Thursday, September 19, 2024

Driving Up The Keys

I spent my last day in Florida in the car, I said goodbye to Key West with a coffee and sandwich at Kim’s Kuban on North Roosevelt, 

…and meandered my way out of town, and I was sorry to be going so soon. There is always some nostalgia for me in thinking about the place that has come nearest to being home for me in a life spent traveling. I like Key West and I’m grateful to the city for giving me a place to call home even if I can’t afford to live in a town that keeps creating more limitations in an effort to cope with its popularity. 

Indeed it seemed sensible to drive north early for a late night flight on Saturday as Highway One on the weekend could easily suffer any kind of road closure or accident. I remember when Walmart threatened to show up here and I was certain the garden center wouldn’t survive. Happily I was wrong:

This relic of a bygone age has survived too, always there when I rode in to work of an evening for night shift:

And this restaurant that I never seem to see open. I used to meet a friend here for lunch quite often but only when Robert met me there did I find it open. Weird that. 

I remember too the NIMBY fuss residents made in Big Coppitt when Habitat proposed building a few stilt homes for low income people.  The homes got built and there they are and Big Coppitt is none the worse for them. 

The Circle K used to be open  twenty four hours before Hurricane Irma landed in 2017. I used to stop there sometimes to take a break in the middle of the night when I worked a half shift on overtime. Two o’clock in the morning on warm tropical nights and no traffic on the highway, just me and my Bonneville motorcycle. 

I took my Cuban sandwich and coffee to the beach at Boca Chica next to the Naval Air Station runway. 



Irma did a number down here but the trees have grown back and it’s a nice place to admire the water which is too shallow for swimming. People living in their cars spend days here too, moved along at night as sleeping isn’t allowed of course. 

Suburban living in Tamarac Park. 



And the Highway One launch ramp flooded of course. 

Key Deer habitat extends to within 17 miles of Key West on Sugarloaf Key so they are doing well it seems. 

Rusty and I used to come down here quite a bit on old State Road 939 past the Sugarloaf KOA, now a spiffy hotel and campground resort built up after Hurricane Irma.
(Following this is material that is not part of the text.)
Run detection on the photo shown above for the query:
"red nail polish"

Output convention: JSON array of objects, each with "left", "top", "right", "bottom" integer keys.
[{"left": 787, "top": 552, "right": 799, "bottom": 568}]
The owner of a large estate at the end of the road used to go ballistic if people parked where the signs say “no motorized vehicles” so they started a campaign to block the turning area. I never parked down there anyway and Rusty and I would walk past the angry man’s mansion wondering at how much stress it takes to live like that. Nothing much has changed, at least outwardly except the rocks are bigger. 

Fat Albert still monitoring the skies and waters toward Cuba. 

And the end of Blimp Road on Cudjoe at the boat ramp near Fat Albert is also pretty damp this time of year. 

Our old house off Spanish Main used to be all pepto bismol pink and the new owners are seeking a more tasteful gray and white look. 





The old Bahia Honda Bridge is doing a titanic and is crumbling steadily into the salt water and it’s a shame. Inevitable I suppose but there it is. I drove across it on my Vespa the first time I visited Key West. 

Seven Mile Bridge fishing. 



The new adult education building in Marathon was promised after Hurricane Irma and in a fine sense of ironic timing it was opened on Layne’s last day of teaching before she retired. It’s a lovely corner of the public library and is quite different from her warehouse classroom she used to teach in at the high school. 

I had decided to spend my afternoon in the Everglades so I stopped in Florida City at my favorite fruit stand. 



A strawberry milk shake to fortify me for a potentially wet afternoon in South Florida’s swamps. 

It didn’t look promising but fortune does favor the bold and my rented Nissan Sentra had excellent windshield wipers.